Erdacht von Tom Greene („Thunder in Paradise“, „Knight Rider“), Douglas Schwartz („Baywatch“), Kevin Beggs („Baywatch“), drei routinierten Produzenten eher weniger intellektuell orientierter TV-Kost, und Newcomer Scot Morison, enpuppt sich „Cabin Pressure“ als anspruchsloser, aber insgesamt auch inoffensiver Sendeplatzfüller für den weniger diskriminierenden Kabelsender-of-choice. In den USA wurde der Film auf Pax TV ausgestrahlt, einem kleinen Network, das sich ursprünglich zur Aufgabe gestellt hatte, nur Programme ohne Sex, Gewalt und Profanitäten auszustrahlen (u.a. überließ Pax seine Nachtschleife dem christlichen Erbauungssender „The Worship Channel“, ohne offiziell als „christliches“ Network zu firmieren). In den ersten Jahren ließ Pax tatsächlich eigene Serien und Filme produzieren, stellte dies aber größtenteils ein und wurde zu einem „Infomercial“-Sender, in dem gelegentlich noch Talkshows und Gameshows liefen. Nach mehreren Re-Brandings (über „i“ zum gegenwärtig benutzten „ion“) und der Drohung eines der größten Kabel-Provider, Pax aus dem Angebot zu nehmen, sollte der Sender nicht den Infomercial-Anteil reduzieren, nahm das Netzwerk seine alten Eigenproduktionen und Public-Domain-Filme- und -Serien ins Programm, fristet aber weiterhin ein Nischendasein und musste im Mai 2009 „chapter 11“-Insolvenz anmelden.

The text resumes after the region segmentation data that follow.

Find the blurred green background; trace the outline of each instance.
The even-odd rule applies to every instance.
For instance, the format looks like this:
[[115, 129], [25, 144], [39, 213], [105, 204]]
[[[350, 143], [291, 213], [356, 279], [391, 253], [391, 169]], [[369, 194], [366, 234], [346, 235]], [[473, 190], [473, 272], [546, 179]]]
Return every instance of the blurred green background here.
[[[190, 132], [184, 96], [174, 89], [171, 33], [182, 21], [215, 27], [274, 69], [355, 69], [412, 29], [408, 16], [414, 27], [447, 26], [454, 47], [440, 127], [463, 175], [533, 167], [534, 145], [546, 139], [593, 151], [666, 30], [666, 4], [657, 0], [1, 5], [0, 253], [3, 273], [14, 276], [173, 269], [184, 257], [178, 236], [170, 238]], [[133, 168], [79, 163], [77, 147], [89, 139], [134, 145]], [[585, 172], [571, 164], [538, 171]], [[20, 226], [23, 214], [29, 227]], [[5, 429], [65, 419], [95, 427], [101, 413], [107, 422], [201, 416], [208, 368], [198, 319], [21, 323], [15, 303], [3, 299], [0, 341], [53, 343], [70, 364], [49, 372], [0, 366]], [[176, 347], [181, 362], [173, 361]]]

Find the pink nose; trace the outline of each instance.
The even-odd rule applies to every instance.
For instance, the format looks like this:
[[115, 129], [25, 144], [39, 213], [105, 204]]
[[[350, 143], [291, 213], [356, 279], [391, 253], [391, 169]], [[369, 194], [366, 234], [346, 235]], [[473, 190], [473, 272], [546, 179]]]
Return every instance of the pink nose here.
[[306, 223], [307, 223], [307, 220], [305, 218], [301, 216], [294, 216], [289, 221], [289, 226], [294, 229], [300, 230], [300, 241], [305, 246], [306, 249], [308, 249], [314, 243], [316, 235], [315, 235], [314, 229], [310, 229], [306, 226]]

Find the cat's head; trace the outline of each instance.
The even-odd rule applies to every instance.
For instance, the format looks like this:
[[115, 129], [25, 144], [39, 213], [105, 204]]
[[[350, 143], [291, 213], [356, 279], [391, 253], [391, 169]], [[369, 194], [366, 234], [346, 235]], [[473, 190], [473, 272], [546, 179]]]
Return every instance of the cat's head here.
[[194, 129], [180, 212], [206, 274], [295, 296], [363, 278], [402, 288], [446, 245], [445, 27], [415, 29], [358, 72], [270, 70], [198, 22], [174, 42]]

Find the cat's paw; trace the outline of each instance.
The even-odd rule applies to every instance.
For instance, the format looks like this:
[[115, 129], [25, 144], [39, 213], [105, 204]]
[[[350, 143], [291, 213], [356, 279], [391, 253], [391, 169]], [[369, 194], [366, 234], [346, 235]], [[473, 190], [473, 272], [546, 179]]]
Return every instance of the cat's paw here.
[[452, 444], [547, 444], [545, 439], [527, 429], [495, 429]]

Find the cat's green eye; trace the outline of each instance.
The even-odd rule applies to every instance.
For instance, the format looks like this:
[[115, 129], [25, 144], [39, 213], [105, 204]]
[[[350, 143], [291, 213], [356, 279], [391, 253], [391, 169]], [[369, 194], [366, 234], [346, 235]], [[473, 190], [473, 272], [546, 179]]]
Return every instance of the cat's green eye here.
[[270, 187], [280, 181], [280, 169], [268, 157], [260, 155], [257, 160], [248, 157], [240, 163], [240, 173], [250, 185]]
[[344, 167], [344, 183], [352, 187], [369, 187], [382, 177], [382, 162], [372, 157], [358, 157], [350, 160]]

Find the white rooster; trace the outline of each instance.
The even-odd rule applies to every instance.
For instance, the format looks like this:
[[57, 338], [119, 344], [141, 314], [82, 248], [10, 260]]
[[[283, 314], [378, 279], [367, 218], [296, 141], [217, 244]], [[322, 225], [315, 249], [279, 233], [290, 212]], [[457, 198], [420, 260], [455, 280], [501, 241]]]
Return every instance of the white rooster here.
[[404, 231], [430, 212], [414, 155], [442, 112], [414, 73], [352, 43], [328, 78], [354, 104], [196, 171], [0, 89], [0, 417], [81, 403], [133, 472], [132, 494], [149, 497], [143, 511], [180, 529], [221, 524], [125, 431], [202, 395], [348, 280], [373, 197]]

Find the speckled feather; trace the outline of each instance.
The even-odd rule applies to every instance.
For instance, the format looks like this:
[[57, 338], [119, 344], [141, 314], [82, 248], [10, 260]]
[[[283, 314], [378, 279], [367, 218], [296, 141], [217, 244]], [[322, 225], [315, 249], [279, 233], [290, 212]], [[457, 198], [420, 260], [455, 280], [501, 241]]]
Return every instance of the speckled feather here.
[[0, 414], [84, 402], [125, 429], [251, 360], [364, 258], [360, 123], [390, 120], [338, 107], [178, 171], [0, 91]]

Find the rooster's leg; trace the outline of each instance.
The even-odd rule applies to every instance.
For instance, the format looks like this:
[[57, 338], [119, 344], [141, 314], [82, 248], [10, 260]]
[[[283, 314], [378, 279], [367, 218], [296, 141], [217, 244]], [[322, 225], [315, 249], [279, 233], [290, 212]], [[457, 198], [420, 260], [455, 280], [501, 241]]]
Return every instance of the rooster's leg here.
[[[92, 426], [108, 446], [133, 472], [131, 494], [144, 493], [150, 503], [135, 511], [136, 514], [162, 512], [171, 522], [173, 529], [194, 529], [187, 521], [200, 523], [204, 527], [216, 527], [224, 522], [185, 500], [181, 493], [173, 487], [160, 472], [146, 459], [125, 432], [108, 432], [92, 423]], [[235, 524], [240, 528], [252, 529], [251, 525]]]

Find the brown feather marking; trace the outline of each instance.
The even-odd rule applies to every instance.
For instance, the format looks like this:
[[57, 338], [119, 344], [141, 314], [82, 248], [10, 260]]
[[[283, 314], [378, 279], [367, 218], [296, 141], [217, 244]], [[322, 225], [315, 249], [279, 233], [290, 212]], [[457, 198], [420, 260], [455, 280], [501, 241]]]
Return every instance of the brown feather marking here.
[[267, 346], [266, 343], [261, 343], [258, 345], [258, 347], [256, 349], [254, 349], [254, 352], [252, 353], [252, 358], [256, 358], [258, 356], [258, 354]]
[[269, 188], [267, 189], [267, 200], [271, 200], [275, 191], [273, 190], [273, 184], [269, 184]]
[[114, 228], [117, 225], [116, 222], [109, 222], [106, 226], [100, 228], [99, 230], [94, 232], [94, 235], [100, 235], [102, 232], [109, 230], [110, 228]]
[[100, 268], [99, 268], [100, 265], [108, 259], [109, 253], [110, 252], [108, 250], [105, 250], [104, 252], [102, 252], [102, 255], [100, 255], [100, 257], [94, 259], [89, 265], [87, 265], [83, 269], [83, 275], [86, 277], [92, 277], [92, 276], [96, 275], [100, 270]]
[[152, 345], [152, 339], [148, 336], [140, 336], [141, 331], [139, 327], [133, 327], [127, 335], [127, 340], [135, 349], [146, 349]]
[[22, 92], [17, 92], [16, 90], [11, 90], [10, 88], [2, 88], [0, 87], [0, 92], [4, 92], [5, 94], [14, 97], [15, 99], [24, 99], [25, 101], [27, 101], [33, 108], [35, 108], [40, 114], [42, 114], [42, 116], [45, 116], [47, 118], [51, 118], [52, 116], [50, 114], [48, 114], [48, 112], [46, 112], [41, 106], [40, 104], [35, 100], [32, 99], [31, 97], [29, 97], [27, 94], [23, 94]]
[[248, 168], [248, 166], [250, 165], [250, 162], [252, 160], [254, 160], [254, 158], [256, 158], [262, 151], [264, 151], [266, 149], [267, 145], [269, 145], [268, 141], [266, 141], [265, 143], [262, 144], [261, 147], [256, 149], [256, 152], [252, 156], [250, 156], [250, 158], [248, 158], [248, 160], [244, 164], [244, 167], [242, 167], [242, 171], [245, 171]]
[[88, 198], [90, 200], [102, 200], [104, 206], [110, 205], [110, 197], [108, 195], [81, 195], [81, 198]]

Damit ist dann auch klar, dass „Cabin Pressure“ weder vom Budget, noch von Story und/oder Staraufgebot her, auch nur mit einer mittelmäßigen Produktion eines größeren Networks mithalten kann (SciFi oder neumodisch SyFy nehmen wir da mal aus, *der* Sender ist ein Kapitel für sich), in Anbetracht dieser Einschränkungen aber recht seriös gewerkelt ist. Die Story hat genügend Abweichungen von der klassischen Katastrophenfilmformel, um als halbwegs originell durchzugehen, ohne die Vorbilder der „Airport“-Reihe u.ä. Genreklassiker zu verleugnen – der Gedanke des voll computergesteuerten Flugzeugs ist zwar momentan noch recht abstrus (und die Einwände, die Peter aus Sicht des „echten“ Piloten bringt, berechtigt), die Umsetzung des Einhackens in das System bestenfalls unter Heulen und Zähneklappern zu ertragen (und später nicht mal mehr das, wenn es Gabriel gelingt, Reeces Laptop im Wortsinne zum Durchschmoren zu bringen), es ist andererseits ein einigermaßen innovativer Ansatz (ein in den Grundzügen vergleichbarer Ansatz findet sich im Pro7-TV-Film „Vollgas“), allerdings auch einer, mit dem sich die Autoren in eine ziemliche Sackgasse schreiben – dadurch, dass das Flugzeug komplett und unwiederbringlich unter der Kontrolle des Bösewichts steht, sind die Protagonisten weitgehend lahmgelegt – weder an Bord des Flugzeugs noch am Boden kann allzuviel ausgerichtet filmenswertes ausgerichtet werden, viel mehr als bloße reaction shots sind da eigentlich nicht drin. Die Autoren bedienen sich zweier fernsehtypischer Kunstgriffe – zum einen einer langwierigen Auftaktphase (die „Genisys II“ startet ungefähr zur Halbzeitmarke des Films, was bedeutet, dass der eigentliche Plot sich auf gut 40 Minuten beschränkt) und zum anderen des Stilmittels praktisch jeder dramatischen Ensemble-TV-Serie: des gefürchteten „B-Plots“, d.h. neben der eigentlichen Haupthandlung (hier: die computergestützte Flugzeugentführung) entfaltet sich ein Nebenkriegsschauplatz, der idealerweise im dritten Akt mit der Hauptstory zusammenläuft (hier: Gabriels Freundschaft mit dem kleinen Mädchen und dem daraus resultierenden Spinnenbiss).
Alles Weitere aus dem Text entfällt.